3.3 Real World Outcome

$ npm run legal:verify
[ok] privacy url reachable
[ok] terms url reachable
[ok] policy version/date present
[ok] data categories documented
[ok] retention/deletion evidence linked
legal_readiness=pass

4. Solution Architecture

Data Inventory -> Policy Drafting -> Verified Domain Hosting -> CI Validation -> Release Approval

5. Implementation Guide

5.1 The Core Question You’re Answering

“Can we prove our public privacy/terms commitments match actual implementation behavior?”

5.2 Concepts You Must Understand First

  1. Data inventory and classification.
  2. Retention/deletion control design.
  3. Release-linked legal versioning.

5.3 Questions to Guide Your Design

  1. Which data items are essential vs unnecessary?
  2. How is each policy claim verified technically?
  3. How are policy updates triggered and approved?

5.4 Thinking Exercise

Draft a claim-to-evidence table for one workflow and identify any claims without verifiable controls.

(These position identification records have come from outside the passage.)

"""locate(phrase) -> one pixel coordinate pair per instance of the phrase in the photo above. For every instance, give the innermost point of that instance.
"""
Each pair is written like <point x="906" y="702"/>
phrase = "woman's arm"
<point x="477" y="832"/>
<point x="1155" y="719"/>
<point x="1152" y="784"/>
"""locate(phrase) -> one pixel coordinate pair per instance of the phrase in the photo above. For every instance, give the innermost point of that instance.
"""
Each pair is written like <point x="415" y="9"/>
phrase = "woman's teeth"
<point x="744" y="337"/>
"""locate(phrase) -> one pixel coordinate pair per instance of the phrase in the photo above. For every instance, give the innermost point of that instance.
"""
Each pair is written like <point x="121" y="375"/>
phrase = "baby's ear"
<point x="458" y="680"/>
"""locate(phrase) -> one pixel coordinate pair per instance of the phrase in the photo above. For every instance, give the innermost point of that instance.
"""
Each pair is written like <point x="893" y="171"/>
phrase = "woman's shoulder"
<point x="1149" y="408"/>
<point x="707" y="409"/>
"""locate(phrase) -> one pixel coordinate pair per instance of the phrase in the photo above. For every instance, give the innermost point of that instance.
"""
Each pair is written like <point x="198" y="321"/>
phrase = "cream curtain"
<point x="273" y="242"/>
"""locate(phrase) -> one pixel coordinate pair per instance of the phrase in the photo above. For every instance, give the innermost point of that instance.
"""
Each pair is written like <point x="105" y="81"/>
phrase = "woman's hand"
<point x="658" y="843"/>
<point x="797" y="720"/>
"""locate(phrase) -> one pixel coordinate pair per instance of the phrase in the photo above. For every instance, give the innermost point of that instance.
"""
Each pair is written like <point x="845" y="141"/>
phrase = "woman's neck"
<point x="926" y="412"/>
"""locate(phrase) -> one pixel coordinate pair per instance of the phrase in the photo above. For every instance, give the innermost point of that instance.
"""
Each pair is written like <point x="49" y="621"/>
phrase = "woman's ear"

5.5 The Interview Questions They’ll Ask

  1. How do you avoid legal disclosure drift?
  2. Which claims require hard technical evidence?
  3. How do you operationalize deletion requests?
  4. Why are legal links release blockers?
  5. How do you keep policy text current during rapid iteration?

5.6 Hints in Layers

  • Hint 1: Build data inventory before writing any legal text.
  • Hint 2: Keep policy claims concrete and bounded.
  • Hint 3: Add legal URL and version checks to CI.
  • Hint 4: Tie every policy update to release notes.

5.7 Books That Will Help

Topic Book Chapter
Spec precision “Code Complete” Design/specification chapters
Process ownership “Clean Architecture” Responsibility boundaries
Iteration discipline “The Pragmatic Programmer” Source-of-truth patterns

6. Testing Strategy

  • Legal URL health checks.
  • Claim-to-evidence integrity validation.
  • Retention/deletion report checks.

7. Common Pitfalls & Debugging

Pitfall Symptom Solution
Template-only policies Claims mismatch runtime Build policy from data inventory
Broken legal links Submission blocked Add URL checks to release gates
Stale retention claims Trust and compliance risk Automate retention evidence reporting

8. Extensions & Challenges

  • Add locale-specific policy variants.
  • Add legal change approval workflow automation.
  • Add periodic policy drift audits.

9. Real-World Connections

  • Enterprise security review readiness
  • SaaS compliance operations
  • Cross-functional legal-engineering workflows

10. Resources

  • OpenAI Apps SDK: Submit your app
  • OpenAI Apps SDK: Security & privacy
  • OpenAI Help: Submitting apps to the directory

11. Self-Assessment Checklist

  • I can map each privacy claim to technical evidence.
  • I can run legal readiness checks automatically.
  • I can update legal artifacts safely during release changes.

12. Submission / Completion Criteria

Minimum Viable Completion

  • Public privacy and terms pages plus inventory baseline.

Full Completion

  • CI-enforced legal validation, claim-evidence mapping, and retention/deletion verification artifacts.